I think that in our activism, seeing our own ignorance is among the most difficult things of all. We are activists, after all, mostly because we see something that we believe we are right about. How can we be right if we are ignorant? I suspect that is exactly the point. There are many situations in the world that require our attention and motivate our activism, yet the more certain we are about what we are doing, the more blind or ignorant we may be. This means that we need to look internally at ourselves. It is our inner being that is ignorant.
So What Do We Do?
First, we need to get ourselves centered. A useful path I have found on this comes from Eckhart Tolle in The Power of Now. Tolle describes a meditation practice that takes one into the Now or the present moment. The only way into that is to let go of both the future and the past. This includes angers at the past actions of oil companies and the future worries about what will come with climate change and Trump’s administration.
I have found that when I become aware of the Now, attachment disappears. Aggression retreats. Ignorance gives way to a knowledge of the present moment. In the moment, there is no aggression. There is nothing to be attached to because attachments are in the past or in the future. And in the present moment, there is no greater knowledge so there is no ignorance. The poisons are neutralized and new kinds of actions are enabled.
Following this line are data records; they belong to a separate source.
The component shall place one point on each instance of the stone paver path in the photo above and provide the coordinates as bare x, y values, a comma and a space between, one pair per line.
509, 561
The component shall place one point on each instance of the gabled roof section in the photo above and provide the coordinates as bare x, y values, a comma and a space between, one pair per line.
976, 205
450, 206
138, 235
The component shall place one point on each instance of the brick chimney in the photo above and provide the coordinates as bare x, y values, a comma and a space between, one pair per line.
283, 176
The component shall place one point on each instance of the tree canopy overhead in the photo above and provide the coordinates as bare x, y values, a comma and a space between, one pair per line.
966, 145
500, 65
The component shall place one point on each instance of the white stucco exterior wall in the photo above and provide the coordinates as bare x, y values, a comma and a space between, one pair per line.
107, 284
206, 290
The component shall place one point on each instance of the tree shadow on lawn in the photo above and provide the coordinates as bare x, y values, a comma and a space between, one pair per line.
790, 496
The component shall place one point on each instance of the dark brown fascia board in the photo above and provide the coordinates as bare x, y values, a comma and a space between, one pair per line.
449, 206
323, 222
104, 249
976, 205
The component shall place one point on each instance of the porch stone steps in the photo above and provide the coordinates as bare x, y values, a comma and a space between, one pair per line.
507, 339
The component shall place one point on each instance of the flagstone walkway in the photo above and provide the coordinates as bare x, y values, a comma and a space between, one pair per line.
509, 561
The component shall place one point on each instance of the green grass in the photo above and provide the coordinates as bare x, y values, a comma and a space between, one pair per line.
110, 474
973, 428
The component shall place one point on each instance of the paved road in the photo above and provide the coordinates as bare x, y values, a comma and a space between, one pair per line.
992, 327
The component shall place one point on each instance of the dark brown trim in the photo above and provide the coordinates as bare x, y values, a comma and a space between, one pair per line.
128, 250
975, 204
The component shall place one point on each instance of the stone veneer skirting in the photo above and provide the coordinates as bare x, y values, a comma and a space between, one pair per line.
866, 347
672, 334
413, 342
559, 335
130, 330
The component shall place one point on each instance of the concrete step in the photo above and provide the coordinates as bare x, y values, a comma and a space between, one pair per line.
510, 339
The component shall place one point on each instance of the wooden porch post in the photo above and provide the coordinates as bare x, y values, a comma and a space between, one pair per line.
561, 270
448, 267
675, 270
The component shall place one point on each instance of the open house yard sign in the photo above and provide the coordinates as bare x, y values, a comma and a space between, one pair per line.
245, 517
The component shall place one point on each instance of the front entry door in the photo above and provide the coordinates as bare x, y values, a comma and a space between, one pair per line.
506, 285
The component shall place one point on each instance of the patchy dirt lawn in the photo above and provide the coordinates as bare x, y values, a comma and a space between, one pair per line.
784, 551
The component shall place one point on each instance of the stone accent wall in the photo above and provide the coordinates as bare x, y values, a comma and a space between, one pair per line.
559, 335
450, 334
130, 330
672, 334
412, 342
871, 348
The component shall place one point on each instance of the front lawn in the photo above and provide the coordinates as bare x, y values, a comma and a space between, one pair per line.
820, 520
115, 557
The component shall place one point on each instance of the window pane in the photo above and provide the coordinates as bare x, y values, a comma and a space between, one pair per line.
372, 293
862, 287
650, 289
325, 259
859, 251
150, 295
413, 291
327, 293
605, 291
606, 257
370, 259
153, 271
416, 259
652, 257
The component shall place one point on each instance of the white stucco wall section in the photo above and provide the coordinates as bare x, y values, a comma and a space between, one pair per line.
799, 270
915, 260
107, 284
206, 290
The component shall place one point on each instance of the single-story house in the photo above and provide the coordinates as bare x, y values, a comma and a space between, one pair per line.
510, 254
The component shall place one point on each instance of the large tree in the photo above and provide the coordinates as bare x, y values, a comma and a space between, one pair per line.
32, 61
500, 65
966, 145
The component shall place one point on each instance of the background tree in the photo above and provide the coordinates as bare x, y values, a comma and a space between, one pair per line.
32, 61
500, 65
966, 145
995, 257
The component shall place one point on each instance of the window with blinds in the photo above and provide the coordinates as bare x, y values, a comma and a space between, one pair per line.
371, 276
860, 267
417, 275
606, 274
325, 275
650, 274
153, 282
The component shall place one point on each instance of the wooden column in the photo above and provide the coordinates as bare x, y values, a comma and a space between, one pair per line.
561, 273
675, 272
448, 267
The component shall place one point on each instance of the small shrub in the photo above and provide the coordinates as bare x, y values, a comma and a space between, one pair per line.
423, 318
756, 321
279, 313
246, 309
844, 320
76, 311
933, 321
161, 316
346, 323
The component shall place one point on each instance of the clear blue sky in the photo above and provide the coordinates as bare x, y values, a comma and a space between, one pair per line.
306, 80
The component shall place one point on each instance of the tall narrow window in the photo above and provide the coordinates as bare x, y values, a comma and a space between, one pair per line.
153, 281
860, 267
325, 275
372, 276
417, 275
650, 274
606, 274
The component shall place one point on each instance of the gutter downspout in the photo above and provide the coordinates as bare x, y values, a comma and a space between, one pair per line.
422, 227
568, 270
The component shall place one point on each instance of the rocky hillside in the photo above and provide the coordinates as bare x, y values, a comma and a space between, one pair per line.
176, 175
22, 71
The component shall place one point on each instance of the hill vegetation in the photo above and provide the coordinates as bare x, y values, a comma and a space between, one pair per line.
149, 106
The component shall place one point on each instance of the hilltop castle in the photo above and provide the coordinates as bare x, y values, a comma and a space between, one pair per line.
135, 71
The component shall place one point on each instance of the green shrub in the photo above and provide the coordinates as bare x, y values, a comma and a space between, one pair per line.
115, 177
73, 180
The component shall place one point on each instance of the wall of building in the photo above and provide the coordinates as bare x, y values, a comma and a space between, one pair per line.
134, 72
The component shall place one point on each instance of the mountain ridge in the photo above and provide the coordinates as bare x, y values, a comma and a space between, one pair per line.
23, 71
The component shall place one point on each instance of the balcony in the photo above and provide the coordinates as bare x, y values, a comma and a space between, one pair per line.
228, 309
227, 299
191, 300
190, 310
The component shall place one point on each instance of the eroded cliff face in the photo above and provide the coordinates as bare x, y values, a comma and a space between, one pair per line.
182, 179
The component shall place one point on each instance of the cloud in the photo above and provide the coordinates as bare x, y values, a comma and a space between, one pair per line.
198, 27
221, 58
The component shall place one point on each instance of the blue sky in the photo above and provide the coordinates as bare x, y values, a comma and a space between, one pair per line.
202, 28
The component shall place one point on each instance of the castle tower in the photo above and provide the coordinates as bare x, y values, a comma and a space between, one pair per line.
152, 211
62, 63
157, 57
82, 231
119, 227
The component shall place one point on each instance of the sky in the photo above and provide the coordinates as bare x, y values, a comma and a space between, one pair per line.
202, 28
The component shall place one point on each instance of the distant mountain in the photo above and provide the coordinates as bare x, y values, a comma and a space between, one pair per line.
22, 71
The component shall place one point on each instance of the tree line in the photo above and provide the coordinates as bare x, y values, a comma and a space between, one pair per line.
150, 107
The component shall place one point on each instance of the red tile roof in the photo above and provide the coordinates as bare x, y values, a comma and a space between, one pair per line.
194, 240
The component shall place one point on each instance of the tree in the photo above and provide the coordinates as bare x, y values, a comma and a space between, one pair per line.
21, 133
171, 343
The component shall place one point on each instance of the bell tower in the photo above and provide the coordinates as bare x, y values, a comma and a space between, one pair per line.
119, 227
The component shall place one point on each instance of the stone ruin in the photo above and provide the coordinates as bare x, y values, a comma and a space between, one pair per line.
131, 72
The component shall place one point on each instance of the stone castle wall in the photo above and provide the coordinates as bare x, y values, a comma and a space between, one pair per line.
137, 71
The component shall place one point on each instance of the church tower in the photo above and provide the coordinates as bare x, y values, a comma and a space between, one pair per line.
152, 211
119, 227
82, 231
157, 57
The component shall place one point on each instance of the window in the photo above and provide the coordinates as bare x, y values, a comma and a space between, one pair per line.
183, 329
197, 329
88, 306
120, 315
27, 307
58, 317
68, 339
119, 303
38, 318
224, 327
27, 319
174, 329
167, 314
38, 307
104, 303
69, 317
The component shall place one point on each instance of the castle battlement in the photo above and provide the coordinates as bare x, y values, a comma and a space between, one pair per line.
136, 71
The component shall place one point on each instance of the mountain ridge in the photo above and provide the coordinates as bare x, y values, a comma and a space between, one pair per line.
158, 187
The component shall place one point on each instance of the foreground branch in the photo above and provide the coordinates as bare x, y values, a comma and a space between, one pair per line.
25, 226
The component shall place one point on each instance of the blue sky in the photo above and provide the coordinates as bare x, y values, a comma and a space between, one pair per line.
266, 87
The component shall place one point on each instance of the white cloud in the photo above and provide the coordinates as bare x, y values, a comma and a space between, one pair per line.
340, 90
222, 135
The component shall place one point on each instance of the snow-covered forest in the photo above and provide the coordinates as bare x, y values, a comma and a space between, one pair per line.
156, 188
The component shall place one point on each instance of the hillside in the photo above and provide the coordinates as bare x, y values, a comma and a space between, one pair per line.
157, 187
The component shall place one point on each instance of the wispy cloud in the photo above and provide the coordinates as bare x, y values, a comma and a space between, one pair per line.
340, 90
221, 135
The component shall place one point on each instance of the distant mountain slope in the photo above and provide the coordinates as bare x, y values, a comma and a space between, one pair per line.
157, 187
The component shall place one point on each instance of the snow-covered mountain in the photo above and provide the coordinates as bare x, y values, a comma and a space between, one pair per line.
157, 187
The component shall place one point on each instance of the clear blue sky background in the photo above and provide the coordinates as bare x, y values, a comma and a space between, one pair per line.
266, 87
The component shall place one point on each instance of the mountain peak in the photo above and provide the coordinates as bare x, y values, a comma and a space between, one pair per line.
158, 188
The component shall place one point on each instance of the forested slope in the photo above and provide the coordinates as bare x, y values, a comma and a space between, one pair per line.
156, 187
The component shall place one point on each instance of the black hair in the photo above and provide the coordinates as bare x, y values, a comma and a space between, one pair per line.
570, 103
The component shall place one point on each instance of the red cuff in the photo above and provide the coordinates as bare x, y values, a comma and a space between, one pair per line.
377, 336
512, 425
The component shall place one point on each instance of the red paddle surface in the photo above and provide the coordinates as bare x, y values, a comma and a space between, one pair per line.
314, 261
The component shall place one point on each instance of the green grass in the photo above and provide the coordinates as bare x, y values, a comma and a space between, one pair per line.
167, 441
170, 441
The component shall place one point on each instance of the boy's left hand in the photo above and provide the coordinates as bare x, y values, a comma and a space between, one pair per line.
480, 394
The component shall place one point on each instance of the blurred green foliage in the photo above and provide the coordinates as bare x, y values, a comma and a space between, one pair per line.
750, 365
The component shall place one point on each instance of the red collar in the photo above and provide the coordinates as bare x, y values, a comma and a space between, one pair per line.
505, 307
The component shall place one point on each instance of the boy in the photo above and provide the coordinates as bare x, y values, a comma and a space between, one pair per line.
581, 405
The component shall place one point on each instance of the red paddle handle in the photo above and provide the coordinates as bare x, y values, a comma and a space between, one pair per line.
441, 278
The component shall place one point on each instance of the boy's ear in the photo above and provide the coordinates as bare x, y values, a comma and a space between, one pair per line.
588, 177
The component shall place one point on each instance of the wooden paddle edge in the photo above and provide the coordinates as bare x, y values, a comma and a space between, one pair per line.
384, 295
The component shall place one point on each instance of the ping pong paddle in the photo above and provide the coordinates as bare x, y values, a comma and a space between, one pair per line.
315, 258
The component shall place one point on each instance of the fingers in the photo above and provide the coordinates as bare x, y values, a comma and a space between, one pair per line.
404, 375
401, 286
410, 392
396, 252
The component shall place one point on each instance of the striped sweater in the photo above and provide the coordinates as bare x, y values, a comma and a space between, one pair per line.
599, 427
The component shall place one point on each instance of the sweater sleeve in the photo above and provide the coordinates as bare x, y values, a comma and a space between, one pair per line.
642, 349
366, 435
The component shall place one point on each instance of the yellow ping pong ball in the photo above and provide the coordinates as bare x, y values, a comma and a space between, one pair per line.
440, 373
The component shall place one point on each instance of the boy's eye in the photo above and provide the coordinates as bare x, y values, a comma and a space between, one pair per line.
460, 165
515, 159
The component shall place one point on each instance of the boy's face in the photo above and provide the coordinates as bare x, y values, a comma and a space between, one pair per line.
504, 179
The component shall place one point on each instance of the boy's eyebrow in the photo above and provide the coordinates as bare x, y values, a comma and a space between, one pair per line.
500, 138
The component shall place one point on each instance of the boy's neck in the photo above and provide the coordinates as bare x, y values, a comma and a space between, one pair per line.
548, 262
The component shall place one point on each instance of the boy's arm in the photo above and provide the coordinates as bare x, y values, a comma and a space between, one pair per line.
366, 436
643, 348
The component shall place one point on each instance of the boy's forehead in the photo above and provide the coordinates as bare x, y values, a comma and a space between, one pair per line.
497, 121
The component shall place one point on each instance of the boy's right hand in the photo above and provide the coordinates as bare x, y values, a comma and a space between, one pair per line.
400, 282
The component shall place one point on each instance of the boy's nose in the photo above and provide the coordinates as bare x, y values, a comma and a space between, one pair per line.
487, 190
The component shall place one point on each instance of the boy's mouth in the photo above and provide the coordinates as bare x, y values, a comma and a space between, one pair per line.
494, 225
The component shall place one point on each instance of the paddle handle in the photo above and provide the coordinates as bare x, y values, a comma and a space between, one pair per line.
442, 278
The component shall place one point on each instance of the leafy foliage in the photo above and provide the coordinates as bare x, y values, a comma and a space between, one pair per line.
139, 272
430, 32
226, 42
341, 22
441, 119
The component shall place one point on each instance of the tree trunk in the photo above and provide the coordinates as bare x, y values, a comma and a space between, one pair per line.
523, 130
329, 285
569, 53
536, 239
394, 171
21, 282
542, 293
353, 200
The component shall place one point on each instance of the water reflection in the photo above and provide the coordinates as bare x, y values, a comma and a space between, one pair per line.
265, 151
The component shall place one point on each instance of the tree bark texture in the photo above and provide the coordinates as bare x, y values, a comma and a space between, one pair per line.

This centering in the moment prepares us for action. Sachs suggests that once we are centered, we can start our day with “the altruistic intention to be of use and service, and end it with reflection on the fruits of our actions and attitudes…” Coming into the Now releases my attachments, aggressions, and ignorance. Then, I can reflect to find that source of altruistic use and service, which may be embodied in the big world or in my writing. Or, it may also be embodied in the small actions I take on my land in alignment with the values of contributing to solving climate change—composting, driving less, growing my own food, choosing earth-friendly tools when I need new ones, and so on. We need to refuse fear by being in the Now, but we also need to contemplate a good intention every day, then reflect on it at day’s end. This is becoming a new staple of my journaling practice. It is also a road to the awareness I need now.
My discovery is that the Climate Abundant Life depends completely on our conscious state of mind and how awakened we are spiritually. Or at least, it is for me. From the standpoint of the things that concern me, I expect a rather dismal four years coming up. Yet to do anything effectively in terms of resistance and moving forward, I will need to cultivate consciousness as a baseline activity. For without that, the danger of fear and the three poisons becomes palpable, and in that space, it is impossible to be effective and life becomes miserable. It doesn’t need to be that way.